Ante las heridas que se abren en el cuerpo
de la humanidad, seamos bálsamo que se haga presente
donde las carnes sangran y los corazones odian y ya no aman.
¡Misericordia, Señor!
Frente a las mentes frías y calculadoras
que todo lo pervierten, que denunciemos,
por activa y por pasiva, que sólo el amor
transforma y ofrece bienestar al que lo busca.
¡Misericordia, Señor!
Que, ante los afanes que nos interpelan
e interrogan, seamos capaces de no perdernos
en el ruido y caminar hacia la fuente
de la misericordia infinita que eres Tú.
¡Misericordia, Señor!
Para rompernos y repartirnos y regalar
lo que otros no tienen:
alegría ante el lodo de la tristeza,
fuerza ante la fiebre de la debilidad,
ilusión ante el desencanto de una vida fácil,
perseverancia ante una fe inconstante, raquítica y perezosa.
¡Misericordia, Señor!
Que el enfermo vea en nosotros medicina
y el hambriento un trozo de pan en nuestras manos.

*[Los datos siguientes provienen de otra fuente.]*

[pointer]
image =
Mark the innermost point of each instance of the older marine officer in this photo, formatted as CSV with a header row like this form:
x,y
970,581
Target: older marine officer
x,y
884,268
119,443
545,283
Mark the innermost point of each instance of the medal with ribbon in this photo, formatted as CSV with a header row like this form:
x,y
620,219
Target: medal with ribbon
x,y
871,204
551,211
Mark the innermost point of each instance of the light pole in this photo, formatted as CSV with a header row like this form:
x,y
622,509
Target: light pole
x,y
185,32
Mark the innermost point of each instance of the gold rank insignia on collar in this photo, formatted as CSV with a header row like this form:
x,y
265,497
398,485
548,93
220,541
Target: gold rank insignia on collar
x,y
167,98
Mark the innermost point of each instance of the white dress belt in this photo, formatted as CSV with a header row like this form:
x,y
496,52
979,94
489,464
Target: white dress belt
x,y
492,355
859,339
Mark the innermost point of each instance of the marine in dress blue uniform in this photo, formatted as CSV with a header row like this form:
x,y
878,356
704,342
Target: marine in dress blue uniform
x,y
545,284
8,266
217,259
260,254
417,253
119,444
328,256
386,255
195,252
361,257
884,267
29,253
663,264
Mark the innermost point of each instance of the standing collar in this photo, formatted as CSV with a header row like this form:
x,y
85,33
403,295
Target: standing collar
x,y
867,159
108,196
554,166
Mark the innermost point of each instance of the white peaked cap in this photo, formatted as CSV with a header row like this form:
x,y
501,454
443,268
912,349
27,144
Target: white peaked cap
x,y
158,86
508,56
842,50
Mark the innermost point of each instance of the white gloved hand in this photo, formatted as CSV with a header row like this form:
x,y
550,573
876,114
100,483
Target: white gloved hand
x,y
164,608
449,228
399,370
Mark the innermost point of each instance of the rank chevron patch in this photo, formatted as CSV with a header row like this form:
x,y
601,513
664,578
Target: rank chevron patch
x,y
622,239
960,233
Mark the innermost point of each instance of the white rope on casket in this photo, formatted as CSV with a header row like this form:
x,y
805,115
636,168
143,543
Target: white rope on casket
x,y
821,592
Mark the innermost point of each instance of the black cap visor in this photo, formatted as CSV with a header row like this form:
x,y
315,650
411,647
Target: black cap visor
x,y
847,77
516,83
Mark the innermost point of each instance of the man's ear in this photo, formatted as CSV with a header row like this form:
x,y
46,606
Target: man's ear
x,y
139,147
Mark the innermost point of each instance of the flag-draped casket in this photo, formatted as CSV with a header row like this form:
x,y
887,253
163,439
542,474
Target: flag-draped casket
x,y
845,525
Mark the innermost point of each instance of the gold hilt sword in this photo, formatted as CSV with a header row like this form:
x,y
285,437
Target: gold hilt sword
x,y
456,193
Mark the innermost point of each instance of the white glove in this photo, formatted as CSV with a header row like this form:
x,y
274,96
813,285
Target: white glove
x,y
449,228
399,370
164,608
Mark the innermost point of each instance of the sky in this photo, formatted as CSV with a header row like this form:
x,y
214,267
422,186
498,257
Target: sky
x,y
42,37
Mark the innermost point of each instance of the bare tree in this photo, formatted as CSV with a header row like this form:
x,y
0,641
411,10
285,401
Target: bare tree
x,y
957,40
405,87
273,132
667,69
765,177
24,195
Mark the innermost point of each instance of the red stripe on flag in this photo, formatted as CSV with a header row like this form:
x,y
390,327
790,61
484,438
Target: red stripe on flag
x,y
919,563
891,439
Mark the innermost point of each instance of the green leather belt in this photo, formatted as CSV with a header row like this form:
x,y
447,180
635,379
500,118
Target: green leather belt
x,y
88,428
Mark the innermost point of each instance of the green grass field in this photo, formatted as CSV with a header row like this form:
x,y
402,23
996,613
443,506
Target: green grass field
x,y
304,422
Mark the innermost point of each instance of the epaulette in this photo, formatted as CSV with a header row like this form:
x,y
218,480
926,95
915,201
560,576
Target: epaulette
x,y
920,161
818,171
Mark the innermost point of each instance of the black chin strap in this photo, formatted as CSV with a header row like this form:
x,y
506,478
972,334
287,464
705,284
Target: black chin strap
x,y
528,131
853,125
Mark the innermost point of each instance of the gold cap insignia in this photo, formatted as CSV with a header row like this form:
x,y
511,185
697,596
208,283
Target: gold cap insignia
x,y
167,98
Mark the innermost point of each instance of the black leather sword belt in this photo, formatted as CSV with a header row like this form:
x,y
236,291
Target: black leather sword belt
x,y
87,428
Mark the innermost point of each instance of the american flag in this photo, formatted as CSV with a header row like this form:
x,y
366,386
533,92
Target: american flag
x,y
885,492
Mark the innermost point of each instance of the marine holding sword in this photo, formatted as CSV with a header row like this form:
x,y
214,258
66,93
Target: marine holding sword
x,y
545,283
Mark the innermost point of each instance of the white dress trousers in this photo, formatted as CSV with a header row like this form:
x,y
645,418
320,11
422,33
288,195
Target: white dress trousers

Que para el sediento seamos agua fresca
y el que busque cobijo encuentre en nuestra casa, su casa.
Que el desnudo se revista de nuestro vestido
y el encarcelado en mil cárceles del mundo,
encuentre en nosotros la llave de su libertad
y el paraíso definitivo, por nuestra oración, el que ya murió.
¡Misericordia, Señor!
En la ignorancia, seamos palabra oportuna.
En la indefinición, consejo que ilumine.
En la equivocación, corrección cierta y clara.
En la ofensa, perdón aunque cueste y hiera.
En la tristeza, una sonrisa del que irradia felicidad.
En los defectos del prójimo paciencia
que todo lo alcanza y con los que viven o han muerto,
la oración que todo lo puede.
Como Tú, Señor, siempre misericordia.